Certain configuration parameters control how RCM monitors the failover process:
FAILOVER_WAIT – the number of seconds the RCM waits after a potential failover is detected before initiating the failover process. This failover waiting period gives the active Adaptive Server an opportunity to recover automatically. For example, if you set FAILOVER_WAIT to 60, RCM waits 60 seconds before initiating the failover process.
MONITOR_WAIT – the number of seconds the RCM monitors Replication Server after invoking a failover command in Replication Server and before switching end users to the standby Adaptive Server. This gives the Replication Server time to empty its queues. For example, if you set MONITOR_WAIT to 60, RCM monitors Replication Server for 60 seconds.
The MONITOR_WAIT parameter is not used if the RS_FAILOVER_MODE parameter is set to NONE.
If you set MONITOR_WAIT to -1 and RS_FAILOVER_MODE to QUIESCE, RCM quiesces Replication Server and ensures replication server queues are emptied completely. RCM then switches user connections to the standby Adaptive Server. See RS_FAILOVER_MODE in “Understanding RCM configuration parameters,” for more information
TIMER_INTERVAL – the number of seconds the RCM waits between server pings and monitoring commands. The TIMER_INTERVAL value must be less than or equal to the values of the FAILOVER_WAIT and MONITOR_WAIT parameters.
For example, if you set TIMER_INTERVAL to 5, RCM waits 5 seconds between server pings and monitoring commands. If you set FAILOVER_WAIT to 60, the RCM pings the server 12 times before beginning the failover process.
If the TIMER_INTERVAL value
is greater than either or both the FAILOVER_WAIT and MONITOR_WAIT values,
the RCM does not start and displays a notification that there is
an error in the parameter settings.
You can tune the system using these configuration parameters. Used together, these parameters work as described in the following scenario:
The RCM detects a failover in the system.
RCM pings the active Adaptive Server every TIMER_INTERVAL seconds for FAILOVER_WAIT seconds to determine if it has recovered.
After FAILOVER_WAIT seconds, the Adaptive Server has not recovered, so the RCM initiates the failover process. The RCM begins to monitor Replication Server. Every TIMER_INTERVAL seconds, the RCM issues a monitoring command.
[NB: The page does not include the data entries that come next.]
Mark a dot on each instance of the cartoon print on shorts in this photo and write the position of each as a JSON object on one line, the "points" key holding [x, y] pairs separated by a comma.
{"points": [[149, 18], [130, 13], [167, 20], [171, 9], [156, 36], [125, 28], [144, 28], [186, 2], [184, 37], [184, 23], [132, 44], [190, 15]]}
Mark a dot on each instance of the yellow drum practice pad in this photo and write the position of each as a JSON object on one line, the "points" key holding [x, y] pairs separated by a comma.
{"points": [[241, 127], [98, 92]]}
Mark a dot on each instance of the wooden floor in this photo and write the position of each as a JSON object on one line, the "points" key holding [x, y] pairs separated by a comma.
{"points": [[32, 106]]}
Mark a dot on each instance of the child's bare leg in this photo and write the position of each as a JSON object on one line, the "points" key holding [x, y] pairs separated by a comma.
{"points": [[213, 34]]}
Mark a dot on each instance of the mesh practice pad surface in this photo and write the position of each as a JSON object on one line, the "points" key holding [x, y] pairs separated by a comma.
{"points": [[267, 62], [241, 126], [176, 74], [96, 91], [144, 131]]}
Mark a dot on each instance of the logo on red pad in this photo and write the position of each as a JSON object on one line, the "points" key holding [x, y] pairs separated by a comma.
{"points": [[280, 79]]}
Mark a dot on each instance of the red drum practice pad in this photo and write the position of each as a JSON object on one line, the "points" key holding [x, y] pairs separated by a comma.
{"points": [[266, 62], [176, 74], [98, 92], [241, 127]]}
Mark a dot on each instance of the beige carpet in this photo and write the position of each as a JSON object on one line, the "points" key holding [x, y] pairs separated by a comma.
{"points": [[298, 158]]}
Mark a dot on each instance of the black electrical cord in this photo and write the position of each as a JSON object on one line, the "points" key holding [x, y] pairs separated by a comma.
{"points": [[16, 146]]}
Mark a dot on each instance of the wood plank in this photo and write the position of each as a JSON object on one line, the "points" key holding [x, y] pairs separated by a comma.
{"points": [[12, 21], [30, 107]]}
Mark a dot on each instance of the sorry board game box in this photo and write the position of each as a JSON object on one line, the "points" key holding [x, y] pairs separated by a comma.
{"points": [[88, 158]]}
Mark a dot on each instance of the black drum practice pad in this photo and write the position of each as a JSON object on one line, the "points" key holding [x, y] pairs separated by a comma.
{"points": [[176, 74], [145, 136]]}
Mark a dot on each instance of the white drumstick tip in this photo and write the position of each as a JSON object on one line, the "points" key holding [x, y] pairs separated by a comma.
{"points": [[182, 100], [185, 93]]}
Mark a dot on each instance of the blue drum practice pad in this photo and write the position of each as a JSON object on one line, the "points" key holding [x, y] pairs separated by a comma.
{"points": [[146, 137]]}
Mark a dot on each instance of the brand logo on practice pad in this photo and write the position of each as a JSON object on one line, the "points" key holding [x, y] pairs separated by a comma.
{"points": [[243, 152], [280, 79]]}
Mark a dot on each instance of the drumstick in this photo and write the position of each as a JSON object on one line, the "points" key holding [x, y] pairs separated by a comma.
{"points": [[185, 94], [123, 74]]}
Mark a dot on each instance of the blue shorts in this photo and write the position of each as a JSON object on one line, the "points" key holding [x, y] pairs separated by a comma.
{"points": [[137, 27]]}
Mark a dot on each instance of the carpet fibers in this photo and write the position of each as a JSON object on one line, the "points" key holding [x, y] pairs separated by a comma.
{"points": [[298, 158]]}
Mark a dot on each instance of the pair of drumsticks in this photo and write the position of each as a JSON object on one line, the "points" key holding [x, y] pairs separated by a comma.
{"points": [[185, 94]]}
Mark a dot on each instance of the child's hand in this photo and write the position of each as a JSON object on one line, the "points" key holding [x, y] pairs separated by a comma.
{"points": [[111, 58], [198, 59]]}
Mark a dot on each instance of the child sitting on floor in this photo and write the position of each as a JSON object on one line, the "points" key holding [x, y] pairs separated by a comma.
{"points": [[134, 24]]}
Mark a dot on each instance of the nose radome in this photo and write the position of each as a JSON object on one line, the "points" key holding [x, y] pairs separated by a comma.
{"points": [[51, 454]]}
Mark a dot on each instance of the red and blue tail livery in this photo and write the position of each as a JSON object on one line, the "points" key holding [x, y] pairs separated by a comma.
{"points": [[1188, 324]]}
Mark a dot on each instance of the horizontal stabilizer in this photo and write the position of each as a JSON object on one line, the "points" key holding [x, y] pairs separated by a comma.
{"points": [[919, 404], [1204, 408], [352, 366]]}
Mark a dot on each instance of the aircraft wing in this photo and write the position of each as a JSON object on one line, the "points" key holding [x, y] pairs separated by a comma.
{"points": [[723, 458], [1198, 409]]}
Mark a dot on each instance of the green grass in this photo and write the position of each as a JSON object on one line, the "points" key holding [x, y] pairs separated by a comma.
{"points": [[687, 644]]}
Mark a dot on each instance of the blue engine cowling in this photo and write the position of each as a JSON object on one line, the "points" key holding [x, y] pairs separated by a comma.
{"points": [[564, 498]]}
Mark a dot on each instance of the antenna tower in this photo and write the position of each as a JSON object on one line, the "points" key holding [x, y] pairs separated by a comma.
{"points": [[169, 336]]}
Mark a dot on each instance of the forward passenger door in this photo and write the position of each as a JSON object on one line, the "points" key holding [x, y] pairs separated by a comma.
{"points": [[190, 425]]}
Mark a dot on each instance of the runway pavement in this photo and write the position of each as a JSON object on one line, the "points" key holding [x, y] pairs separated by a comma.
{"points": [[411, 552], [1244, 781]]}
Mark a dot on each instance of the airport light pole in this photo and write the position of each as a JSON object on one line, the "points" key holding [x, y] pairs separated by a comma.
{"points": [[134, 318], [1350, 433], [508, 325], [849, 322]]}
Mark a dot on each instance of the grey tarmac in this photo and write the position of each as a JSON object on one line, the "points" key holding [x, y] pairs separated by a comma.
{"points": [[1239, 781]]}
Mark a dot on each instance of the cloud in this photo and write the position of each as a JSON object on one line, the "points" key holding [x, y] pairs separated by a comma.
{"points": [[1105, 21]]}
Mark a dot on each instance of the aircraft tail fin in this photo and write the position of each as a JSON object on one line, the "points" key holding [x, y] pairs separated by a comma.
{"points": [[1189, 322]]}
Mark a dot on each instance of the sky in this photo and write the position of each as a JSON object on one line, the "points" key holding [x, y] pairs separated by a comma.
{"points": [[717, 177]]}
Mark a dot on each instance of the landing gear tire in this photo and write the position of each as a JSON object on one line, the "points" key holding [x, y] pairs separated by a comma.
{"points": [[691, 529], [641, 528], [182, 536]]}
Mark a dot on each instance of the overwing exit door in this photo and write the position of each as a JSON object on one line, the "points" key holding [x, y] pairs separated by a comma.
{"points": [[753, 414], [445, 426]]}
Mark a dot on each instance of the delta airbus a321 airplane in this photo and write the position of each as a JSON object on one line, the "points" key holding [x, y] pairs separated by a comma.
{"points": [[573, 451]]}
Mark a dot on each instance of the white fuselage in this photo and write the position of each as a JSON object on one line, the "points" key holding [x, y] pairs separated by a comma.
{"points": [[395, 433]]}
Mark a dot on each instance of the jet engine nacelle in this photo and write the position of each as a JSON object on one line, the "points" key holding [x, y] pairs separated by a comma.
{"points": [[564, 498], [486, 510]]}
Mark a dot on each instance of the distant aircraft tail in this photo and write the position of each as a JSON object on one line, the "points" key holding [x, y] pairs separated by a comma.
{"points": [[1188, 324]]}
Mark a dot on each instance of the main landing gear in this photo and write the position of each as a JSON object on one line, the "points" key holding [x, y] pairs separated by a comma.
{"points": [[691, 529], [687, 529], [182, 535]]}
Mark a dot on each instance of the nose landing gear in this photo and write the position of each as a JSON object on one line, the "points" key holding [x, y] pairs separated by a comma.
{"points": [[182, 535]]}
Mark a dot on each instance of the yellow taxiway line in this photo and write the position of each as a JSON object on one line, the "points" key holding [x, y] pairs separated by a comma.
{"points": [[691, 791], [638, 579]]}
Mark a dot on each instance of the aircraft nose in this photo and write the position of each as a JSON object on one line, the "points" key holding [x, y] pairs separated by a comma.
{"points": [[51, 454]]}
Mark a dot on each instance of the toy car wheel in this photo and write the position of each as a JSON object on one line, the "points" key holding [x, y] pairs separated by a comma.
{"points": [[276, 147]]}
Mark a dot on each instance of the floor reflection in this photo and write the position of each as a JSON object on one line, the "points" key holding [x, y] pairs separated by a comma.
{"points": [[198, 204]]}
The RCM continues to monitor Replication Server for MONITOR_WAIT seconds. At that time, or when the Replication Server finishes the failover process if that is sooner, the RCM switches the users to the standby Adaptive Server.
The
RCM uses the FAILOVER_WAIT and TIMER_INTERVAL parameters
to monitor the environment even when you set the RS_FAILOVER_MODE parameter
to “NONE” because you plan to fail over the Replication
Server manually. In this case, the RCM responds to a failover by
locking user connections out of the Adaptive Server, but does not
invoke any Replication Server commands.